Do you know what Incinerators are? They are where trash and waste get burned. 60% of our waste items are put inside of an incinerator and 40% goes to landfills. Incinerators produce gasses called “Dioxins” and “Furan” which can harm wildlife and ecosystems. The gasses are also bad for humans because the gas is blown into the oxygen and carbon into the air that living things need to survive. Plants need plenty of air and water to grow and make food for humans to eat. The good part is that incinerators make energy from the heat released from the burning. The burning converts water to steam, which is then sent to a turbine generator which produces electricity. Humans still are trying to figure out where to throw away trash. While incinerators DO produce energy, they also cause harmful gasses. This is why we need to have less trash!

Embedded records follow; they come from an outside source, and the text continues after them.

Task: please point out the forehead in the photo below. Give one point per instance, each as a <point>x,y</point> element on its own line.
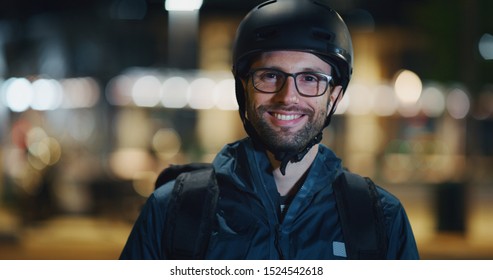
<point>291,61</point>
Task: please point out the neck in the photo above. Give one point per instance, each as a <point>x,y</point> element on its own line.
<point>295,172</point>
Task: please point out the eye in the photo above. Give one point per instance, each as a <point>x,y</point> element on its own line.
<point>269,75</point>
<point>310,77</point>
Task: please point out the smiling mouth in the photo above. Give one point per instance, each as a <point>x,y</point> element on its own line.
<point>284,117</point>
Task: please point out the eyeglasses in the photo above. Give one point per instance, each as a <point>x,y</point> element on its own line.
<point>309,84</point>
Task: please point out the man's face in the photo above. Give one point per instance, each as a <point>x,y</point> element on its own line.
<point>286,120</point>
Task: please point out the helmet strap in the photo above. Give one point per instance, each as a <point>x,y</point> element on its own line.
<point>283,156</point>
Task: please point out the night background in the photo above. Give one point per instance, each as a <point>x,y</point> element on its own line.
<point>130,86</point>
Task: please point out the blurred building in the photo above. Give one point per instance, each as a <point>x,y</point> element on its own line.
<point>96,97</point>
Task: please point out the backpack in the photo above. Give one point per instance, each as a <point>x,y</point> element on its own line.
<point>195,193</point>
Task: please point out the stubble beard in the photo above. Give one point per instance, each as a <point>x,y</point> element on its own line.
<point>284,138</point>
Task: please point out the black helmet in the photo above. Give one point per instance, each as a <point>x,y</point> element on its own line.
<point>298,25</point>
<point>302,25</point>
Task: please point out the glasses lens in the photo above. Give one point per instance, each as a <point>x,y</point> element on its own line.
<point>307,83</point>
<point>268,80</point>
<point>311,84</point>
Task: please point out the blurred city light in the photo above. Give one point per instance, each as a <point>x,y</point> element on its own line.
<point>361,99</point>
<point>432,101</point>
<point>384,101</point>
<point>201,93</point>
<point>485,46</point>
<point>224,95</point>
<point>183,5</point>
<point>18,93</point>
<point>458,103</point>
<point>48,95</point>
<point>146,92</point>
<point>166,143</point>
<point>408,87</point>
<point>174,92</point>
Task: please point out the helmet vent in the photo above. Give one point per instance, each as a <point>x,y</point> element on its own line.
<point>266,33</point>
<point>323,35</point>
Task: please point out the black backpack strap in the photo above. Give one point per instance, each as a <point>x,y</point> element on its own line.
<point>361,216</point>
<point>170,173</point>
<point>190,212</point>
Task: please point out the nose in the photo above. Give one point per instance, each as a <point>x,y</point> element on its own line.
<point>288,93</point>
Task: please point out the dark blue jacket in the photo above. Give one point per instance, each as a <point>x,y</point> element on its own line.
<point>248,215</point>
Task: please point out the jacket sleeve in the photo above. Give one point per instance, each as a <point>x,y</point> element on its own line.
<point>402,245</point>
<point>145,239</point>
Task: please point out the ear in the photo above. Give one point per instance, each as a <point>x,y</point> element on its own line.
<point>334,98</point>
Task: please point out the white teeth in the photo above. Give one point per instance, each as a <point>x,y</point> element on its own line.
<point>286,117</point>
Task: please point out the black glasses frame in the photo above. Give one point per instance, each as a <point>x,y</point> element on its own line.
<point>330,80</point>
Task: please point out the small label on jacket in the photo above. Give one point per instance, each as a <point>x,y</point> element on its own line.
<point>339,249</point>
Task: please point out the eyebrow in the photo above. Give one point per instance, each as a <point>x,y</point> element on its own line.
<point>304,69</point>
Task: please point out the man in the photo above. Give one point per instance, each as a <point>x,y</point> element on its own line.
<point>292,63</point>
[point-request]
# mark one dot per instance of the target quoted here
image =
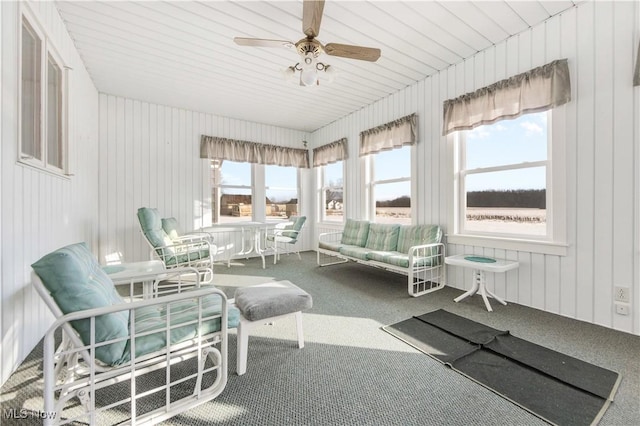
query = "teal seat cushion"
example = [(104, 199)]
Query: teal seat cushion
[(151, 225), (355, 251), (76, 282), (170, 227), (296, 225), (355, 232), (415, 235), (181, 258), (383, 237), (150, 318)]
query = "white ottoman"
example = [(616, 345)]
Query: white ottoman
[(265, 303)]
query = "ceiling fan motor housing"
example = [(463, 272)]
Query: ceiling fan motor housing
[(312, 46)]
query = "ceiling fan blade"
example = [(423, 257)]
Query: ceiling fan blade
[(260, 42), (311, 17), (353, 52)]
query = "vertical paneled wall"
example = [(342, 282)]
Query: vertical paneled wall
[(40, 212), (150, 157), (601, 137)]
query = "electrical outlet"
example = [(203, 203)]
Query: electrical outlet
[(622, 308), (621, 294)]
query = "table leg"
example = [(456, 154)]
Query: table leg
[(474, 289)]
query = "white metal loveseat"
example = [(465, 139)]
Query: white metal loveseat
[(137, 362), (416, 251)]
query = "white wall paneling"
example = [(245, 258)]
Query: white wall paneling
[(599, 130), (40, 212)]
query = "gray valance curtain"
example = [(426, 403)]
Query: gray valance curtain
[(636, 75), (330, 153), (536, 90), (215, 148), (395, 134)]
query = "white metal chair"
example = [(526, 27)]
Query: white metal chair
[(191, 251), (139, 362), (285, 236)]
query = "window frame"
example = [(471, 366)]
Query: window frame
[(554, 242), (322, 195), (47, 51)]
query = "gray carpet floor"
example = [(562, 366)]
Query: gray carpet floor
[(351, 372)]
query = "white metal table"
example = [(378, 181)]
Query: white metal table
[(252, 230), (480, 265), (128, 273)]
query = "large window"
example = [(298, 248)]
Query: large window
[(281, 186), (504, 178), (331, 194), (232, 191), (390, 186), (42, 100)]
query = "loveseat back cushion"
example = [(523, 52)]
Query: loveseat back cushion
[(76, 282), (355, 232), (416, 235), (170, 227), (383, 237)]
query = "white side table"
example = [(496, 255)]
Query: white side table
[(480, 265)]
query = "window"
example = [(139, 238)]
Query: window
[(281, 185), (232, 191), (390, 187), (331, 194), (504, 179), (42, 100)]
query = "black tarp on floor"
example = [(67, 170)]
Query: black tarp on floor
[(555, 387)]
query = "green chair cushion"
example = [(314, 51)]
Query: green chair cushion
[(415, 235), (355, 232), (296, 225), (76, 282), (383, 237), (186, 257), (150, 318), (330, 246), (151, 225)]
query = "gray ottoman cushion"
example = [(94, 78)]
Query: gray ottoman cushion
[(266, 301)]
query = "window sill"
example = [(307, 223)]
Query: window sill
[(38, 167), (532, 246)]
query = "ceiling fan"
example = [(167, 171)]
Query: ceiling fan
[(309, 48)]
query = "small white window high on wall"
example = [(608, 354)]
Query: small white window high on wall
[(509, 169), (329, 161), (43, 99)]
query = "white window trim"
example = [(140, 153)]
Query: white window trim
[(47, 49), (266, 188), (322, 200), (556, 241)]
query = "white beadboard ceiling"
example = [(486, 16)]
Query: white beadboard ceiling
[(182, 53)]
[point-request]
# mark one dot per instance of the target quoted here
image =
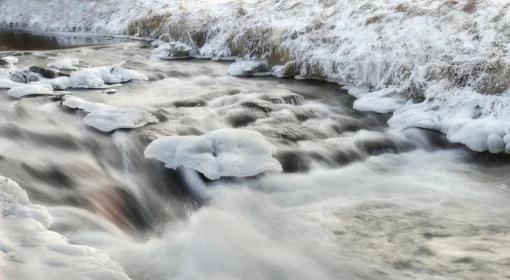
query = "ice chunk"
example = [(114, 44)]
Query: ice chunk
[(495, 144), (246, 68), (221, 153), (11, 60), (113, 118), (76, 103), (103, 77), (31, 251), (68, 63), (172, 50), (30, 90), (382, 101), (108, 118)]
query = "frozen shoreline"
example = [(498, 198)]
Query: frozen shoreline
[(449, 59)]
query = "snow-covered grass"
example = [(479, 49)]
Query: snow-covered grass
[(451, 55)]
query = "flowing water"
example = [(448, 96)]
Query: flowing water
[(356, 200)]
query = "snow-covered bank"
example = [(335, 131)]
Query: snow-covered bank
[(31, 251), (452, 55)]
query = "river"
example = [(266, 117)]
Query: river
[(355, 200)]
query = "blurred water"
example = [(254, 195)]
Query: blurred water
[(356, 201)]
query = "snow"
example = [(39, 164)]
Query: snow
[(103, 77), (31, 90), (245, 68), (68, 63), (383, 101), (427, 51), (31, 251), (172, 50), (108, 118), (221, 153), (10, 59)]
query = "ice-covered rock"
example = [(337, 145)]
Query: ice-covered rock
[(103, 77), (31, 251), (108, 118), (31, 90), (221, 153), (172, 50), (44, 72), (68, 64), (383, 101), (244, 68), (113, 118), (8, 61)]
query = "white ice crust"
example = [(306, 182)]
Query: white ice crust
[(108, 118), (31, 90), (221, 153), (246, 68), (31, 251), (426, 50), (103, 77)]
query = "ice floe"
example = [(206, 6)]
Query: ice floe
[(31, 251), (173, 50), (108, 118), (246, 68), (31, 90), (68, 63), (221, 153), (103, 77)]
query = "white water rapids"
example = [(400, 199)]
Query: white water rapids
[(356, 200)]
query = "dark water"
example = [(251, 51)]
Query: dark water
[(11, 39)]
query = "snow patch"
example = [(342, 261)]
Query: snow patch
[(221, 153), (172, 50), (103, 77), (31, 251), (68, 63), (31, 90), (245, 68)]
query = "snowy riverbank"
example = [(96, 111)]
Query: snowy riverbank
[(449, 58)]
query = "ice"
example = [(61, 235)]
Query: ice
[(383, 101), (221, 153), (113, 118), (69, 63), (31, 251), (380, 45), (173, 50), (31, 90), (245, 68), (108, 118), (10, 59), (103, 77)]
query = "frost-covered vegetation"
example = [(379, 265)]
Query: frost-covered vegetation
[(443, 56)]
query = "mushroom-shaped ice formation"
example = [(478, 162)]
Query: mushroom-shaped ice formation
[(220, 153), (108, 118)]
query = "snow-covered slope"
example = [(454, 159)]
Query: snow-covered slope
[(30, 250), (452, 55)]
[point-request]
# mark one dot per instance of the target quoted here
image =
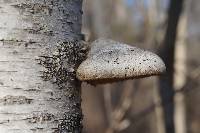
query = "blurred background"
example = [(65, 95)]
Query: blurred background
[(164, 104)]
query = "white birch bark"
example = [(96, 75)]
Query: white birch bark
[(33, 97)]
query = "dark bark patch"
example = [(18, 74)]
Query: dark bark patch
[(12, 100), (39, 118), (57, 66)]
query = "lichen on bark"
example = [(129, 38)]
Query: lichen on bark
[(46, 32)]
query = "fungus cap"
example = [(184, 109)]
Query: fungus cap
[(110, 61)]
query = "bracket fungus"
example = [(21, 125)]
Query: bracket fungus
[(110, 61)]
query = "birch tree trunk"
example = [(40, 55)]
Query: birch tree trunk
[(40, 48)]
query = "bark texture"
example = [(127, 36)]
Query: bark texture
[(40, 49), (167, 54)]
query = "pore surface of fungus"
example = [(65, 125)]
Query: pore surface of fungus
[(110, 61)]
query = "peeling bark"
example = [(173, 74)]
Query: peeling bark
[(40, 49)]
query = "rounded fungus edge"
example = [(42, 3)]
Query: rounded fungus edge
[(116, 61)]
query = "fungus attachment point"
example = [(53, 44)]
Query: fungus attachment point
[(110, 61)]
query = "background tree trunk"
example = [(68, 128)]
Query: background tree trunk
[(40, 49), (167, 54)]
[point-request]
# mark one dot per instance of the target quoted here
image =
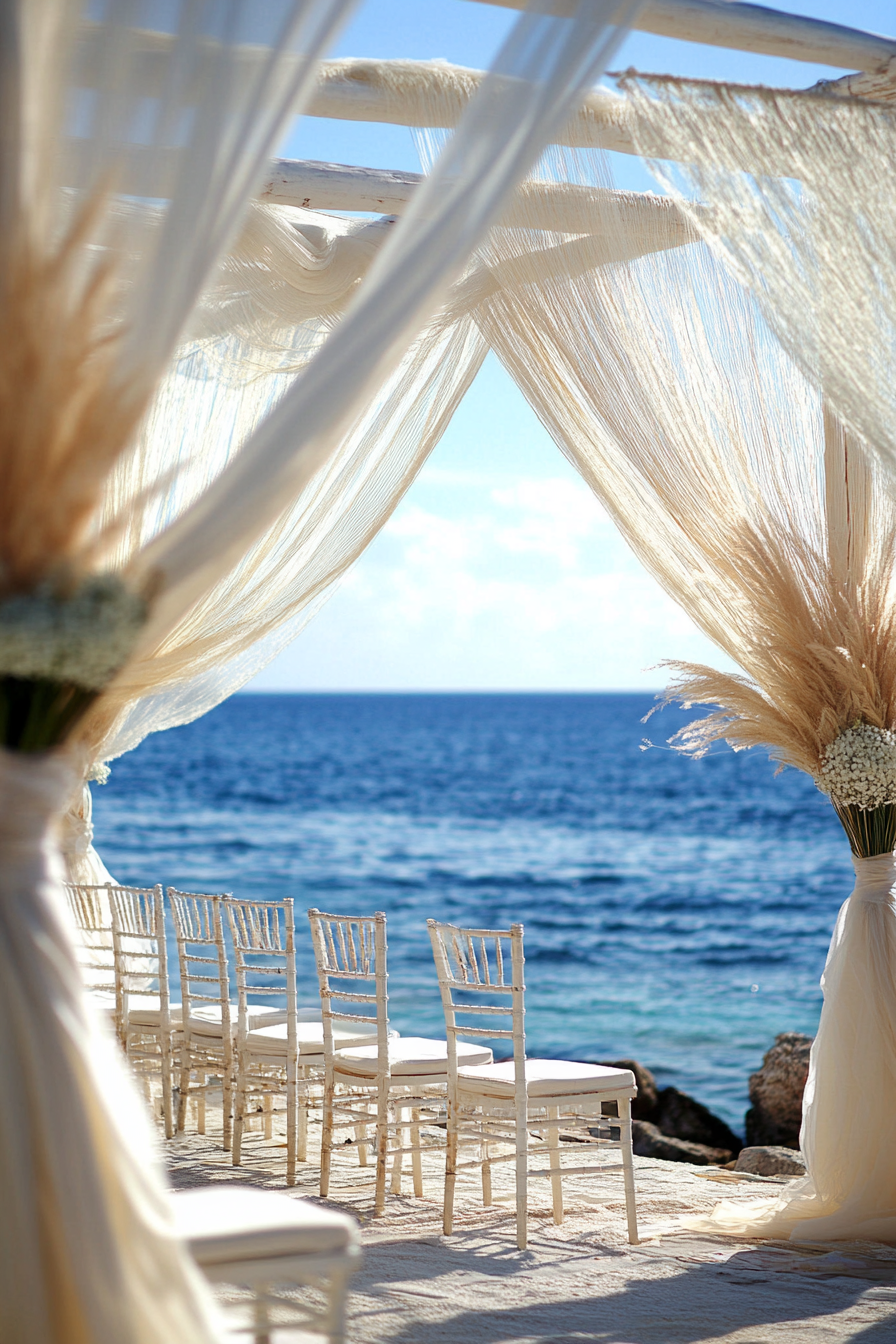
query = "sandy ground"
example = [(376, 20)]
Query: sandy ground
[(578, 1281)]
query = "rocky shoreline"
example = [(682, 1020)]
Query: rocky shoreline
[(673, 1126)]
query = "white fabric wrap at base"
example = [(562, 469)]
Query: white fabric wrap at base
[(87, 1253), (850, 1096), (83, 864)]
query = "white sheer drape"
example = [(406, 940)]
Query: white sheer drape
[(740, 492), (187, 116), (798, 200)]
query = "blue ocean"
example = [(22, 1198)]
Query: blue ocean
[(676, 911)]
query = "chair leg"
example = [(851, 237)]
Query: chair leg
[(628, 1169), (382, 1143), (227, 1106), (485, 1172), (200, 1118), (417, 1157), (164, 1050), (184, 1089), (301, 1139), (327, 1136), (398, 1161), (292, 1118), (450, 1168), (521, 1178), (239, 1113), (554, 1159), (360, 1135)]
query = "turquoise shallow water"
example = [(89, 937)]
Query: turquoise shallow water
[(675, 911)]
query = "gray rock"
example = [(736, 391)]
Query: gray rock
[(683, 1117), (645, 1104), (777, 1093), (648, 1141), (771, 1161)]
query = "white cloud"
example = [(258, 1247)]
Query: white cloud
[(474, 583)]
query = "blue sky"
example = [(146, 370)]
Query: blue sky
[(500, 570)]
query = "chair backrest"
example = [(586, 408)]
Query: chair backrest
[(92, 915), (140, 949), (263, 934), (202, 953), (351, 950), (481, 976)]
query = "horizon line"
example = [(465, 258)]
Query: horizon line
[(286, 690)]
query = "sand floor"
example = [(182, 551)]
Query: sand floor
[(578, 1281)]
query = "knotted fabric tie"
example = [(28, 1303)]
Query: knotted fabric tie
[(875, 879)]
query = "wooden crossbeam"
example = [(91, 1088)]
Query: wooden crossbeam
[(747, 27)]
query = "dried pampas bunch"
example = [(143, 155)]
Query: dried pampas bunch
[(65, 421), (738, 489)]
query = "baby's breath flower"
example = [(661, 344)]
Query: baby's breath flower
[(78, 640), (859, 768)]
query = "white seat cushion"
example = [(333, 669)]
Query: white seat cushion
[(206, 1022), (411, 1055), (235, 1223), (145, 1011), (272, 1040), (547, 1078)]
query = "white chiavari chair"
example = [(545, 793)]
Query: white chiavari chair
[(284, 1058), (500, 1106), (148, 1018), (207, 1048), (398, 1078), (92, 915), (265, 1241)]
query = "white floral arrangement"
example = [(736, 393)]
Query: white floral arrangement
[(79, 640), (859, 768)]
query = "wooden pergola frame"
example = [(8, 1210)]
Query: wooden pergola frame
[(435, 93)]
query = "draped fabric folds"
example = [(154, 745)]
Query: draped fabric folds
[(795, 198), (126, 161), (742, 492)]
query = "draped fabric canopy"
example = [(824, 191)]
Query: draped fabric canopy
[(740, 491), (126, 160), (797, 198)]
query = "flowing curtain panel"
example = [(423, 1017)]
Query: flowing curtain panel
[(743, 495), (798, 200), (128, 151), (278, 296), (284, 286)]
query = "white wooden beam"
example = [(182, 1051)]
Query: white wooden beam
[(434, 93), (747, 27), (558, 207)]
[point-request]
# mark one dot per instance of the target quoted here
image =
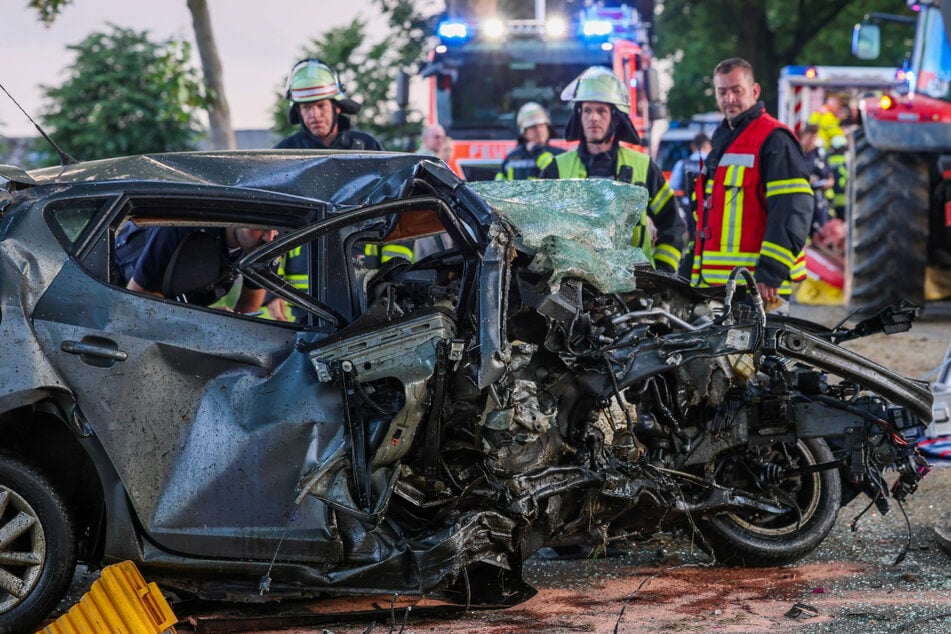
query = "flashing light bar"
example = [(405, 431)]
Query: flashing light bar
[(556, 27), (597, 28), (593, 25), (493, 28), (453, 30)]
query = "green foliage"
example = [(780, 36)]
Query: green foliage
[(125, 94), (368, 66), (770, 34)]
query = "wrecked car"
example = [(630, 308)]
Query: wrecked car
[(523, 380)]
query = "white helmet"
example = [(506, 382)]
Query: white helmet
[(531, 114)]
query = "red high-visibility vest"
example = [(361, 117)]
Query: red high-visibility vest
[(731, 211)]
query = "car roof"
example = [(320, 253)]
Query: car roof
[(341, 177)]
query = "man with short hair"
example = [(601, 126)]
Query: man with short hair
[(599, 119), (147, 261), (320, 105), (754, 202), (533, 152), (431, 140)]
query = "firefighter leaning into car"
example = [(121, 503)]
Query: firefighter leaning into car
[(599, 119), (320, 106), (533, 153), (754, 202)]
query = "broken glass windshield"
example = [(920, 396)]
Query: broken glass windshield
[(577, 228)]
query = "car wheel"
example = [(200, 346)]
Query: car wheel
[(756, 538), (37, 546)]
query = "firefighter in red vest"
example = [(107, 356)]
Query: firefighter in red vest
[(754, 204)]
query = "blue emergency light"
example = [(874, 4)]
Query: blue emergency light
[(453, 31), (597, 28)]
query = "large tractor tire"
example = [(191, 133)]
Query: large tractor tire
[(888, 226)]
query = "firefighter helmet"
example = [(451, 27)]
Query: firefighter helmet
[(598, 84), (531, 114), (313, 80)]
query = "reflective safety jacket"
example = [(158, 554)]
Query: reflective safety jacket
[(524, 164), (661, 207), (749, 213)]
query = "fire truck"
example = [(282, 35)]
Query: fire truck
[(481, 71), (803, 89)]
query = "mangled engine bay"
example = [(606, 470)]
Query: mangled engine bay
[(588, 399)]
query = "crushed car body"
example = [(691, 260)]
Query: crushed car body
[(522, 379)]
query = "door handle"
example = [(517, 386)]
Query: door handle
[(97, 351)]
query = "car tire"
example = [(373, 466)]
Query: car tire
[(763, 539), (37, 546)]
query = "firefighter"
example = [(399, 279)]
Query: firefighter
[(599, 119), (754, 200), (320, 106), (828, 119), (821, 176), (533, 153), (838, 157)]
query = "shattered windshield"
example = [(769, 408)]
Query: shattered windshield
[(578, 228)]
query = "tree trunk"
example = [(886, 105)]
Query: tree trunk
[(221, 134)]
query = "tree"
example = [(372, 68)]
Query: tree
[(368, 68), (221, 132), (770, 34), (125, 94)]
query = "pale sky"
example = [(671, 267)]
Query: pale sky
[(258, 42)]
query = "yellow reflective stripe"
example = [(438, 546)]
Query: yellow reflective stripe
[(744, 160), (544, 160), (660, 199), (668, 254), (721, 258), (641, 238), (788, 186), (733, 208), (779, 253)]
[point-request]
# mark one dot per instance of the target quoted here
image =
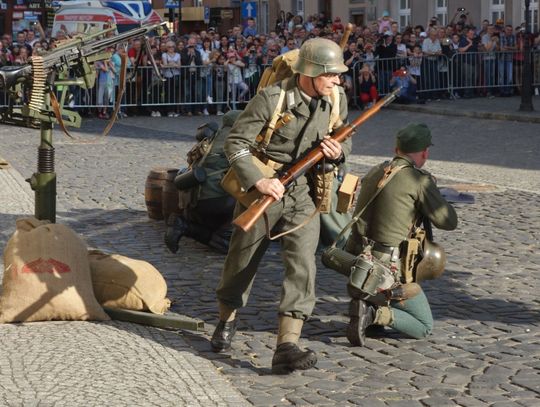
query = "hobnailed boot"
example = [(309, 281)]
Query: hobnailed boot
[(362, 315), (288, 357), (176, 228), (225, 329)]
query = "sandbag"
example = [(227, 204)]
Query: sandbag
[(122, 282), (47, 275)]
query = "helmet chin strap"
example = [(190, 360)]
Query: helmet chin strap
[(314, 88)]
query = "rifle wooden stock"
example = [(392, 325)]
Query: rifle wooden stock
[(251, 215)]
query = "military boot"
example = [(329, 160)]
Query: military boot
[(288, 357), (176, 228), (362, 315), (225, 329)]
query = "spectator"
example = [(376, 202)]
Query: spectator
[(238, 88), (191, 61), (208, 59), (386, 52), (431, 49), (351, 57), (4, 55), (170, 64), (253, 68), (405, 81), (468, 49), (489, 46), (281, 22), (367, 86), (116, 61), (220, 83), (384, 23), (415, 64), (251, 28), (369, 57), (337, 26)]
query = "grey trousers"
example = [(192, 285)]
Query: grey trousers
[(298, 253)]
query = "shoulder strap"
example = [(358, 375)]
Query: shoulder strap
[(275, 117), (389, 173)]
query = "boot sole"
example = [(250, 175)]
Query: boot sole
[(302, 364)]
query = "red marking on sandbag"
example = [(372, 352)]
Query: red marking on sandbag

You may be wondering, where does the rest of our trash go? Well, the last 40% of our trash goes to landfills. A landfill is a big area of unused land where we store our trash. Because landfills are very large, it takes a lot of work and money to keep it running. Did you know that according to Mass.gov there are only six landfills left in Massachusetts? They will all fill up in about six years! Once they are full, they will close and then we won’t have anywhere to put our trash! If food scraps are thrown into landfills, it produces a gas called methane that can pollute the air. When it rains, the waste produces a chemical called leachate that can contaminate our drinking water. Now you know why we need to produce less trash.

What Can We Do To Help?

For all you out there who are wondering if there is a way to stop this catastrophe, you should know that there IS a solution. To make sure that the landfills are still up and running for a little more than six years, we need to do some things first. To make sure the landfills keep on running, we need to stop putting food scraps and other compostable items into landfills. We need to compost them instead, because the food scraps and rain water cause methane and leachate spread. Also, we need to stop putting recyclable objects into the trash. You can recycle cardboard by going to the recycling center. You can go there and recycle so many things that people just throw away. Instead of using containers that you only  use once, start using reusable containers. Those are some of the solutions that will help the landfills go on for more than six or more years in Massachusetts! Everyone can help in this act to help save the planet!

3 thoughts on “J.R. Lowell Elementary School Fifth Graders Write What Happens to the City’s Trash

  1. Excellent article. Here’s a question about reusable containers. In Europe, you can bring your empty wine bottle to the wine store and they will refill it. They will also refill other containers. In Watertown and Belmont, you cannot bring your glass jar/jug and have them refill it with, say, yogurt from Sophia’s. It’s a health regulation. Any chance this can change?

  2. Kudos to the Lowell teachers who created this lesson! As a retired teacher, I believe this message should be repeated each year as part of school curriculums. Fifth grade is an excellent grade for action!

  3. Bravo! Wow! and thanks to Lowell School students for your reporting. Timely too. There is a recent study in Science finding that U.S. landfills emit 40% more methane than previously thought. Methane, created by rotting trash, particularly food waste traps 80 times as much heat in the atmosphere as carbon dioxide over 20 years. Thanks again for your reporting.